Concerns about unusual illnesses among PGW veterans arose initially
through reports of individuals and then through "outbreak" studies, in which
teams of epidemiologists studied groups of soldiers who reported a high
prevalence of a cluster of symptoms later proposed to be characteristic of a
GWS.
This report reviews three such studies. In each case, the unit came to
medical attention because of a report of what appeared to be an unusually high
rate of unexplained illness. These studies came to the similar conclusion that
troops reported high rates of a variety of nonspecific symptoms, including
fatigue, joint pain and stiffness, disturbed or unrefreshing sleep, some
gastrointestinal complaints, and a variety of complaints suggestive of mood and
musculoskeletal disorders. Thus, although these outbreak studies were
successful in demonstrating a common pattern of perceived health problems
across a range of military units deployed to the Gulf, they were not successful in
demonstrating that these symptoms occurred at a higher rate among PGW
veterans than among PG-era veterans (those who did not serve in the PG) or that
these symptoms could be linked to specific medical diagnoses or exposures.

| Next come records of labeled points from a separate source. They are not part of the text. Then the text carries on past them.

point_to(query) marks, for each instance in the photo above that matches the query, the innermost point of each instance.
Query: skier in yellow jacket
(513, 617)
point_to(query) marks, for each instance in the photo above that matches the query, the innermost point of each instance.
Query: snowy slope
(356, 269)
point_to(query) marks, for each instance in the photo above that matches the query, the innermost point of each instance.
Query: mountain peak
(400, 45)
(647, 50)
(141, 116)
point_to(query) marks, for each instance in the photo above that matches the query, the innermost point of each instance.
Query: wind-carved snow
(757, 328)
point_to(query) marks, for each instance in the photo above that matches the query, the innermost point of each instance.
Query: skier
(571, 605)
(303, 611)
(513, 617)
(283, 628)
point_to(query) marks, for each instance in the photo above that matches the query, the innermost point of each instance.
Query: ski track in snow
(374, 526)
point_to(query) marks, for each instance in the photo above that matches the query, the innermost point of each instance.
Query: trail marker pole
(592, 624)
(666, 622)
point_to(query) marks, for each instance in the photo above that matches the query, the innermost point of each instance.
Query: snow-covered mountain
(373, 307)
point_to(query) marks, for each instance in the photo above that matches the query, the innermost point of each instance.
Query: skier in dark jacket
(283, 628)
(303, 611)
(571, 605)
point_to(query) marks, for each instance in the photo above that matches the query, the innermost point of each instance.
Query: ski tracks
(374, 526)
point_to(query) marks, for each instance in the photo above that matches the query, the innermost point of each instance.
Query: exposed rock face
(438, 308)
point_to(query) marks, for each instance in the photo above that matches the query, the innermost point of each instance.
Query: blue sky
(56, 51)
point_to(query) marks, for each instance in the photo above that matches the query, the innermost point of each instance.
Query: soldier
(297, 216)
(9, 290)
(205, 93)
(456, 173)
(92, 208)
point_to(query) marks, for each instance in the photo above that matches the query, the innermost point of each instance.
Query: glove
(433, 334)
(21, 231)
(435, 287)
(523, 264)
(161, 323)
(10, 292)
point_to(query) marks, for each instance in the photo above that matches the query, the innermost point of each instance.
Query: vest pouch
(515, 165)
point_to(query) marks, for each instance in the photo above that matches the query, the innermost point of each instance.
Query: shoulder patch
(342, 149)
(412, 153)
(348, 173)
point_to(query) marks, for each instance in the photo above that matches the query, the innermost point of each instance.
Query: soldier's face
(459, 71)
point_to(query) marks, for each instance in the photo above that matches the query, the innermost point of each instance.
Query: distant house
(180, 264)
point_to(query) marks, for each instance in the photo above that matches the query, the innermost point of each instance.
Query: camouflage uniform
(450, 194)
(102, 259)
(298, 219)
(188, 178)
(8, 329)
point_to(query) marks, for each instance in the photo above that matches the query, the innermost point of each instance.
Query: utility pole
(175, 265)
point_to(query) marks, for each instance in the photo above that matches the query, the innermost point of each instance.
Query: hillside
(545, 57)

To provide some support to those veterans concerned about their health, to
enable them to receive a clinical work-up, and to gather information on a
possible connection to service in the PG, the DVA and DoD created registries
and voluntary referral programs for troops, including DVA's National Referral
Center and Persian Gulf Health Registry (PGHR) and DoD's Comprehensive
Clinical Evaluation Program (CCEP).
Veterans who have voluntarily participated in these registries have not been
found to have any unusual rates of diagnosable conditions but do report a
pattern of symptom complaints similar to that seen in the outbreak studies. For
example, the five most commonly reported symptoms among registrants in the
PGHR were fatigue, headache, skin rash, muscle and joint pain, and loss of
memory or other cognitive problems. The registries also share the scientific
limitations of the outbreak studies, in that participants are self-selected,
symptoms are self-reported, exposures are self-reported and could not be
validated, and there is no suitable control group.
Because of these limitations, the committee has concluded that the
information on veterans' health that exists in the registries cannot serve alone as
a basis for scientific study of the health effects of the PGW. The committee
does consider these registries and their affiliated clinical referral programs as
useful in assisting veterans who need clinical services and possibly useful as a
source of hypotheses regarding the nature and extent of health problems
experienced by PGW veterans.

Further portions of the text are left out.